Don’t Translate; Collocate!
While correcting a few student essays recently, I encountered several sentences that demonstrate the power of using collocations (搭配) in English.
A collocation is defined as “a sequence of words or terms which co-occur more often than would be expected by chance” (http://en.wikipedia.org/wiki/Collocation).
For example, if one would like to use the word “deadline (最後期限)” in spoken or written English, it is important to recognize that “deadline” only occurs with certain verbs, which include “set,” “meet,” “extend,” “move up,” and “miss.” Therefore, collocations such as “set a deadline,” “meet a deadline,” “extend a deadline,” “move up a deadline,” and “miss a deadline” are habitually used in English when expressing thoughts and actions related to “deadline.”
Language learners, especially when using new lexis or expressing complex thoughts in the target language, will frequently put words together in combinations that are not produced by native speakers. Translation is also a strategy used by learners to form sentences in this situation.
While not always resulting in communicative difficulties, the sentences created in this fashion will nonetheless be judged as being “weird” by native speakers.

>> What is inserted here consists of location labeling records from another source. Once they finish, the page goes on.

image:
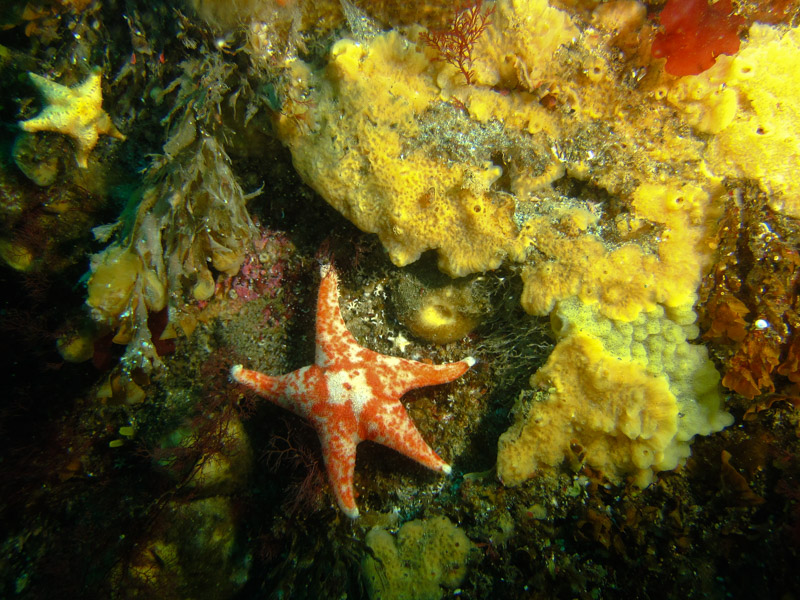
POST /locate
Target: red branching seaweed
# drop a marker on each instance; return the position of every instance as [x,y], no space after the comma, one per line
[752,310]
[455,43]
[695,33]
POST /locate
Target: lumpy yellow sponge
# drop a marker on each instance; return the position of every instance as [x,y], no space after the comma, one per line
[425,556]
[361,146]
[745,100]
[624,279]
[631,394]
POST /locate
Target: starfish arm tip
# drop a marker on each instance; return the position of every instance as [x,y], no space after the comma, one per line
[351,512]
[235,371]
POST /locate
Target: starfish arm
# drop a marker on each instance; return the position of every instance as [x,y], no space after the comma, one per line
[265,385]
[387,423]
[398,375]
[339,443]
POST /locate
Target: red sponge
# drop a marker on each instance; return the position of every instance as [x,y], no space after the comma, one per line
[695,33]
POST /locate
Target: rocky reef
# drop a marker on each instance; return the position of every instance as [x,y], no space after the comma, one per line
[592,205]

When using unfamiliar lexis, rather than randomly putting words together or using translation to form sentences, a shortcut to using the vocabulary correctly is to check English-English dictionary example sentences to discover which words go together with the lexis being used. Even better, a collocation dictionary can be consulted. This will help a learner construct the fluent sentences of a native speaker. Here is how it works.
One student essay contained this sentence: “There is indeed a place, East Africa, which is the very place that can broaden one’s eyes and that’s where I long to visit most.” “Broaden” is the key verb. Checking a suitable dictionary is illuminating. “Broaden” collocates with nouns like “perspective,” “point of view,” or “horizons,” but not “eye.” Therefore, the sentence can be edited like this: “There indeed is a place: East Africa. Here a person can broaden his or her perspective. This is the place I long to visit the most.”
In another essay, a student wrote: “In contrast, there’s still someone like to take a challenge in pursuit of their ideal. To me, I tend to hold the positive attitude toward taking a challenge in life.” Checking a proper dictionary yields that “challenge” is usually used in phrases like “face a/the challenge,” “accept a/the challenge,” or “meet a/the challenge.” In addition, “take” is used in phrases like “take a chance,” or “take a risk.” As a result, the idea can be expressed in this way: “In contrast, others like to take chances in pursuit of ideals. I tend to have a positive attitude toward facing challenges in my life.”
While I generally contend that there are no shortcuts to studying language, I will nevertheless venture suggesting one for learning English: When trying out new lexis, check a dictionary—in particular, a dictionary with collocation resources—to determine which word combinations are possible with the lexis in question. Doing so will make the sentences formed look and sound just like the ones that native speakers often produce.